From: "Darrick J. Wong" <darrick.wong@oracle.com>
To: Brian Foster <bfoster@redhat.com>
Cc: xfs <linux-xfs@vger.kernel.org>, Eryu Guan <eguan@redhat.com>
Subject: Re: [PATCH] xfs: recheck reflink / dirty page status before freeing CoW reservations
Date: Thu, 11 Jan 2018 12:32:46 -0800 [thread overview]
Message-ID: <20180111203246.GJ5602@magnolia> (raw)
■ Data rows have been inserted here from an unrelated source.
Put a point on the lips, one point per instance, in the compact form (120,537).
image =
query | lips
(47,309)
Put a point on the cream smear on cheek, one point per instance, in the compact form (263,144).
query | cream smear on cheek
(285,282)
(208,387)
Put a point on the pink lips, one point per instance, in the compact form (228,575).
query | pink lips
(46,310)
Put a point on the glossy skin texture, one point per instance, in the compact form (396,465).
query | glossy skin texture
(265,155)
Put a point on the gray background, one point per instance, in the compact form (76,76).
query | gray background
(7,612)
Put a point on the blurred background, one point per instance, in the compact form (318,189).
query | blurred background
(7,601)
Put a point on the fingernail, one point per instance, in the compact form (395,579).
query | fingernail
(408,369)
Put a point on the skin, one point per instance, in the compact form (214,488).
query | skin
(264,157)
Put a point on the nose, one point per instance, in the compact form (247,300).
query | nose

In-Reply-To: <20180111193828.GC22600@bfoster.bfoster>
On Thu, Jan 11, 2018 at 02:38:28PM -0500, Brian Foster wrote:
> On Thu, Jan 11, 2018 at 09:40:27AM -0800, Darrick J. Wong wrote:
> > On Thu, Jan 11, 2018 at 07:04:10AM -0500, Brian Foster wrote:
> > > On Wed, Jan 10, 2018 at 02:03:36PM -0800, Darrick J. Wong wrote:
> > > > From: Darrick J. Wong <darrick.wong@oracle.com>
> > > >
> > > > Eryu Guan reported seeing occasional hangs when running generic/269 with
> > > > a new fsstress that supports clonerange/deduperange. The cause of this
> > > > hang is an infinite loop when we convert the CoW fork extents from
> > > > unwritten to real just prior to writing the pages out; the infinite
> > > > loop happens because there's nothing in the CoW fork to convert, and so
> > > > it spins forever.
> > > >
> > > > The underlying issue here is that when we go to perform these CoW fork
> > > > conversions, we're supposed to have an extent waiting for us, but the
> > > > low space CoW reaper has snuck in and blown them away! There are four
> > > > conditions that can dissuade the reaper from touching our file -- no
> > > > reflink iflag; dirty page cache; writeback in progress; or directio in
> > > > progress. We check the four conditions prior to taking the locks, but
> > > > we neglect to recheck them once we have the locks, which is how we end
> > > > up whacking the writeback that's in progress.
> > > >
> > > > Therefore, refactor the four checks into a helper function and call it
> > > > once again once we have the locks to make sure we really want to reap
> > > > the inode. While we're at it, add an ASSERT for this weird condition so
> > > > that we'll fail noisily if we ever screw this up again.
> > > >
> > > > Reported-by: Eryu Guan <eguan@redhat.com>
> > > > Signed-off-by: Darrick J. Wong <darrick.wong@oracle.com>
> > > > ---
> > > > fs/xfs/libxfs/xfs_bmap.c | 7 +++++
> > > > fs/xfs/xfs_icache.c | 61 +++++++++++++++++++++++++++++-----------------
> > > > 2 files changed, 46 insertions(+), 22 deletions(-)
> > > >
> > > > diff --git a/fs/xfs/libxfs/xfs_bmap.c b/fs/xfs/libxfs/xfs_bmap.c
> > > > index a01cef4..7bd933f 100644
> > > > --- a/fs/xfs/libxfs/xfs_bmap.c
> > > > +++ b/fs/xfs/libxfs/xfs_bmap.c
> > > > @@ -4311,6 +4311,13 @@ xfs_bmapi_write(
> > > > while (bno < end && n < *nmap) {
> > > > bool need_alloc = false, wasdelay = false;
> > > >
> > > > + /*
> > > > + * CoW fork conversions should /never/ hit EOF. There should
> > > > + * always be something for us to work on.
> > > > + */
> > > > + ASSERT(!eof || !(flags & XFS_BMAPI_CONVERT) ||
> > > > + !(flags & XFS_BMAPI_COWFORK));
> > > > +
> > >
> > > The hunk just below asserts for BMAPI_COWFORK in a case that explicitly
> > > considers eof. That makes the logic confusing to follow IMO, but I'm
> > > more wondering whether pushing something like ASSERT(!((flags & CONVERT)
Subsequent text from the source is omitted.